In 1958 an exciting new TV Series hit our screens and lasted until 1964
77 Sunset Strip
Now believe it or not 2 hit records came from the stars of this series. One could not sing a note, Edd Byrnes (above)
One could sing, Connie Stevens, and she was gorgeous (my vote!)
1. Kookie, Kookie, (Lend Me Your Comb) Edd Byrnes & Connie Stevens/ Warner 5047/ 4/27/1959/ #4 Billboard
2. Sixteen Reasons (loved this song and her)/ Warner 5137/ 3/14/1960/ #3 Billboard
Her first album was titled Concetta (1958). She had minor hits with the songs Blame It On My Youth, Looking For A Boy, and Spring Is Here. She appeared opposite James Garner in a comedy episode of the TV western series Maverick entitled “Two Tickets to Ten Strike,” and after making several appearances on the Warner Bros. hit TV series 77 Sunset Strip, she recorded the hit novelty song Kookie, Kookie, Lend Me Your Comb, a duet with one of the shows stars, Edward Byrnes. She also recorded the hit single Sixteen Reasons (1960). It hit the top five in both Billboard and Cashbox.

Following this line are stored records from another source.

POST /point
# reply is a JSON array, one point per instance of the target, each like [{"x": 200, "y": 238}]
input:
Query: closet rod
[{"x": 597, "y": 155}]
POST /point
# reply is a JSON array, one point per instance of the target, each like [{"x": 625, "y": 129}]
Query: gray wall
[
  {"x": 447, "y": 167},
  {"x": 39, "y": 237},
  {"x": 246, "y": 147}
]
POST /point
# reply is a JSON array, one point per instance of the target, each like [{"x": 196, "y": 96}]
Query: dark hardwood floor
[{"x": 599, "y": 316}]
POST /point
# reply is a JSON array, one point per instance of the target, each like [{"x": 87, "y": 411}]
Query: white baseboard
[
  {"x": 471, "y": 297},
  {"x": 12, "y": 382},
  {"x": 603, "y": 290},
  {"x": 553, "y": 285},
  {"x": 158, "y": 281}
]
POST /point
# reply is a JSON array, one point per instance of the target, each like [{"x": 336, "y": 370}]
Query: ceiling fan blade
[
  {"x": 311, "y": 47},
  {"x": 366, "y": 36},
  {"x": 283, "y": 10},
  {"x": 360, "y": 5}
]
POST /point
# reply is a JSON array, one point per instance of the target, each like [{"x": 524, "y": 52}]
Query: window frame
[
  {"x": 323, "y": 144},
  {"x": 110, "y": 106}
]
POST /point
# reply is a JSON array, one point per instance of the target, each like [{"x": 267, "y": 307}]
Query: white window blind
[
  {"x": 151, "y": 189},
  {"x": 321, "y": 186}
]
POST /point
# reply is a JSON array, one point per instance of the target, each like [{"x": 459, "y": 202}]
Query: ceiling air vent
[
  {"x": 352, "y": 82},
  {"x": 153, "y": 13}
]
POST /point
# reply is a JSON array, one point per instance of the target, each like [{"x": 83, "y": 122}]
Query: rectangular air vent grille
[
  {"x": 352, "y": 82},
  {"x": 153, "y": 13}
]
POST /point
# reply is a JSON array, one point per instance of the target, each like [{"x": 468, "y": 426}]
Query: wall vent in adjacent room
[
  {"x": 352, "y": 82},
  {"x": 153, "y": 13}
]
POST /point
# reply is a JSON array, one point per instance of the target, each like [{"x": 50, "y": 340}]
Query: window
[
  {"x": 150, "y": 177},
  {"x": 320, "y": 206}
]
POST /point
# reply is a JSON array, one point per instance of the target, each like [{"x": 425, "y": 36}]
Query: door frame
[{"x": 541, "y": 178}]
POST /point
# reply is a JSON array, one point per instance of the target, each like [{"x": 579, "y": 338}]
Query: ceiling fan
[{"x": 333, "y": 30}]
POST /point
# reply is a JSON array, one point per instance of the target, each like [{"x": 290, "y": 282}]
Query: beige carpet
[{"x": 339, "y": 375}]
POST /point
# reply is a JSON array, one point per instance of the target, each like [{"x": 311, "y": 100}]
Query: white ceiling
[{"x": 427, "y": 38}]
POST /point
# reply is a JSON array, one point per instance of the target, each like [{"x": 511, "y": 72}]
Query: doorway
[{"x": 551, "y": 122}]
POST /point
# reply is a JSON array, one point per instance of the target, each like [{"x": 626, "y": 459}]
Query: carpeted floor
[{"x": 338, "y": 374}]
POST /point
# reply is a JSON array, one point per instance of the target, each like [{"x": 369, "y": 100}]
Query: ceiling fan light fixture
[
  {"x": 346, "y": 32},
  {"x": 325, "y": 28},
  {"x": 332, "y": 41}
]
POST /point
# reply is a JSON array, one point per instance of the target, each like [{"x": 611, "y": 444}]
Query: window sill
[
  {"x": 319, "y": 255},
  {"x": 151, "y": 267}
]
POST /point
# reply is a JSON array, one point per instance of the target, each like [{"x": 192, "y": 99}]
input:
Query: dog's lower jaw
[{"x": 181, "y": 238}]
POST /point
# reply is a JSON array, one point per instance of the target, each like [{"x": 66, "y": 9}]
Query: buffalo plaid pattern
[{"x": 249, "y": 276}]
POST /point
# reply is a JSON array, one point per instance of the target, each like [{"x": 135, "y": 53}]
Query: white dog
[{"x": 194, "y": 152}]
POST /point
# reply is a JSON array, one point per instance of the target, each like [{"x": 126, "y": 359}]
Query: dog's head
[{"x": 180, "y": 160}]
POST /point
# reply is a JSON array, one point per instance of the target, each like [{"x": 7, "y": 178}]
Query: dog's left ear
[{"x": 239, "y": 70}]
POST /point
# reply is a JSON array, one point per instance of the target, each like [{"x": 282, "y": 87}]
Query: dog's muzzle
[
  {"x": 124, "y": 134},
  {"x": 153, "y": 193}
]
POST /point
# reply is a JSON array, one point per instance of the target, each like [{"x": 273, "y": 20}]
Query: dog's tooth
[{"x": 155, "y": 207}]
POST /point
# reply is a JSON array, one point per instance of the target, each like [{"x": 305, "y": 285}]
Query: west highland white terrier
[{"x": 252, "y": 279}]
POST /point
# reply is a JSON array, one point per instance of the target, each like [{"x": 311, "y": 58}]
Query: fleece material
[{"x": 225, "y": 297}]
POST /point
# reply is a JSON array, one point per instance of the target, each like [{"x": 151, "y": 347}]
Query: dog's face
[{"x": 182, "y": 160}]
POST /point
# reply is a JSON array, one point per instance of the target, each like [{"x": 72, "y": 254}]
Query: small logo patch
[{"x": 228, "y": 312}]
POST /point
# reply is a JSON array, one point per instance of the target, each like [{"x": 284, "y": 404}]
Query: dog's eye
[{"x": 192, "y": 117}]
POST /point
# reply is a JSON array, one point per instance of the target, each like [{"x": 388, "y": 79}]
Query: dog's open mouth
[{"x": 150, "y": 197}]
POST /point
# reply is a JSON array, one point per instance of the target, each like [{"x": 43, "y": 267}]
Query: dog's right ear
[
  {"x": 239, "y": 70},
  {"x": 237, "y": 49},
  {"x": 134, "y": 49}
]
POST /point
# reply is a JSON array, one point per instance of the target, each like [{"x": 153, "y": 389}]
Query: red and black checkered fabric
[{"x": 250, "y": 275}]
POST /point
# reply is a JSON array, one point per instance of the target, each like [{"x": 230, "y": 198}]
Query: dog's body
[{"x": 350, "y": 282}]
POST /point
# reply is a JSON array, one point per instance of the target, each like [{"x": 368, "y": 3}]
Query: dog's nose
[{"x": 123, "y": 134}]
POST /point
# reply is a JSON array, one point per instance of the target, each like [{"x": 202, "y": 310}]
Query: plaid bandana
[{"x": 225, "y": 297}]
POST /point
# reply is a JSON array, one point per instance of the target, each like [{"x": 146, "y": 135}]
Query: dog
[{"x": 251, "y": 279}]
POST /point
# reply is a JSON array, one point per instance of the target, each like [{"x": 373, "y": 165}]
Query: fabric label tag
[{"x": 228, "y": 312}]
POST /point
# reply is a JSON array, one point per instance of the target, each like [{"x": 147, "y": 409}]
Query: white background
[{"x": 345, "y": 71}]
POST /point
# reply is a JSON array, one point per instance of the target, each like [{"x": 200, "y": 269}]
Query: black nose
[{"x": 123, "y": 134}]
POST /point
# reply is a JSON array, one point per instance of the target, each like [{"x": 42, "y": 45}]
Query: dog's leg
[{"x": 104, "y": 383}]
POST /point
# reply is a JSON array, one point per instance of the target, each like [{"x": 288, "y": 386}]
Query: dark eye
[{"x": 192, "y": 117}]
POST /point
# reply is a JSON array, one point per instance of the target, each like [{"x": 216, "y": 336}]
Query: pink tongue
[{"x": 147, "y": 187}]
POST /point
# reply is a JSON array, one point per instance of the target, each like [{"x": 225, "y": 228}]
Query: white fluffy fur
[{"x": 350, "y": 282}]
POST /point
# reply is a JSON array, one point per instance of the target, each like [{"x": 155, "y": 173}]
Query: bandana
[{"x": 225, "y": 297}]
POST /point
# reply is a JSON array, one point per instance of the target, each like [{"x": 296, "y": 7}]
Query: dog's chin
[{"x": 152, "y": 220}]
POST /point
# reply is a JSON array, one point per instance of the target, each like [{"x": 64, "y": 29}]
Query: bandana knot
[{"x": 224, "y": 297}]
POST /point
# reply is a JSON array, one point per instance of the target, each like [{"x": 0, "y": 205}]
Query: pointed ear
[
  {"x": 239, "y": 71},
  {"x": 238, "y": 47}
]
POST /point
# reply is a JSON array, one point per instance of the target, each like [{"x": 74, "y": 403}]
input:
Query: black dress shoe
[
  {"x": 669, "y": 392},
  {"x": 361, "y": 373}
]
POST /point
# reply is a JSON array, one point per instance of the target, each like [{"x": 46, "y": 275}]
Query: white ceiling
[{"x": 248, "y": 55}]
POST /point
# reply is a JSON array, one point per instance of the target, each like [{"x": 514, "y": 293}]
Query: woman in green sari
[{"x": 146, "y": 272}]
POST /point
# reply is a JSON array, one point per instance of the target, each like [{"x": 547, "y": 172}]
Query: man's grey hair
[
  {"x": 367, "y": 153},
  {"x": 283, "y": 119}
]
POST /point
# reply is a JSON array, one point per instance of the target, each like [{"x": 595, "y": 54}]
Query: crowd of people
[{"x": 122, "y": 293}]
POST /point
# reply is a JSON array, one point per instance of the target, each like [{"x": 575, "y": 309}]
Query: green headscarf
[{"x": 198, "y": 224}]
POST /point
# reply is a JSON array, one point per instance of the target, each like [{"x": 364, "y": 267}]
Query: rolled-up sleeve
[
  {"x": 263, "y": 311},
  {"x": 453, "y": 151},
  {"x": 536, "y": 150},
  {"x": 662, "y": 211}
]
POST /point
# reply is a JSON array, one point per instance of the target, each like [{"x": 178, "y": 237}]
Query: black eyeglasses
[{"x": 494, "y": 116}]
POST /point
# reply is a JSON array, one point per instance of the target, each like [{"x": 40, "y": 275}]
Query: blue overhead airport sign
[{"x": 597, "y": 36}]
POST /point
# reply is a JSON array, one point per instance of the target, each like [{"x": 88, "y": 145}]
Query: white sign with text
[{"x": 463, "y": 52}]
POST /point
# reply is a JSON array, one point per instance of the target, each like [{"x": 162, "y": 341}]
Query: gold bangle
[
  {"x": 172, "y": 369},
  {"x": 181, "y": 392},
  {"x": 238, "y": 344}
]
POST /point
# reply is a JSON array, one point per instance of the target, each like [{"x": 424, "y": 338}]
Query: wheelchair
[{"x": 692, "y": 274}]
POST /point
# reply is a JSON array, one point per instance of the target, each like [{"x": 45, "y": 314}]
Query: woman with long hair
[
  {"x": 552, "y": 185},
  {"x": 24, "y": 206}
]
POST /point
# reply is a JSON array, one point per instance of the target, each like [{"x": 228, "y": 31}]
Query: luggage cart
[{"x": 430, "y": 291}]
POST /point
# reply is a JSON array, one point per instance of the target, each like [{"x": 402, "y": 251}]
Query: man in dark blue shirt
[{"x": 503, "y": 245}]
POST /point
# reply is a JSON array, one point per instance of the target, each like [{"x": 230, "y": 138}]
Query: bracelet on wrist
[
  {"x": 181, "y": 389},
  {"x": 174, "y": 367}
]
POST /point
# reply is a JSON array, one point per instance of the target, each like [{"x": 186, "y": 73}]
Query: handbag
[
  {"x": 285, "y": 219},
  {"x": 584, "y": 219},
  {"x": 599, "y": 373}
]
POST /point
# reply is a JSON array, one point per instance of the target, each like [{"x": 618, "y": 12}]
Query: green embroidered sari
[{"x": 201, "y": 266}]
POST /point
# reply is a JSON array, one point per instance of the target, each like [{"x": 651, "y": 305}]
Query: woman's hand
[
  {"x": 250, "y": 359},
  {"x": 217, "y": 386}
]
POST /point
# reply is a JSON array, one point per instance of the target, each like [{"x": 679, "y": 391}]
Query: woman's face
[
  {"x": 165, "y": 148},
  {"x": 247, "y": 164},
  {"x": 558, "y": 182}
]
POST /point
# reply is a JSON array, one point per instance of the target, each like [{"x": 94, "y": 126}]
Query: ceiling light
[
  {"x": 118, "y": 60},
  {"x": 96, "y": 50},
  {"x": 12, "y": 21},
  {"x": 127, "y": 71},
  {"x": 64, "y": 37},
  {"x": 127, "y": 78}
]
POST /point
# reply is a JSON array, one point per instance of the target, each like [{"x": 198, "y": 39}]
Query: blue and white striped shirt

Kookie’s character—a valet parker at Dean Martin’s “Dino’s Lodge” restaurant next door to 77 Sunset Strip—frequently acted as an unlicensed detective who helped the private eyes (Zimbalist and Roger Smith) on their cases. He called everybody “Dad” and was an example of the hipster of the late ’50s and early ’60s who talks jive talk and knows “the word on the street.”
Kookie’s constant tending of his ducktail haircut led to many jokes and a hit song, “Kookie, Kookie, Lend Me Your Comb“, which he recorded with Connie Stevens, and which reached #4 on the Billboard Hot 100. The song also appeared on an album of Edd Byrnes “songs” called “Kookie“. His fan mail reached 15,000 letters a week, according to Picture Magazine in 1961.
Byrnes walked off the show in the second season demanding a bigger part that the producers eventually acceded to.
Owing to restrictions in his Warner Brothers contract, he was forced to turn down roles in Ocean’s Eleven (1960), Rio Bravo (1959), North to Alaska (1960) and The Longest Day (1962). However he appeared in the Warners films Darby’s Rangers (1957) (replacing Tab Hunter), Marjorie Morningstar (1958), Up Periscope and Yellowstone Kelly (both in 1959). He tested for the role of John F. Kennedy in PT 109 but the President preferred Cliff Robertson.
His typecasting led him to buy his way out of his contract with Warners.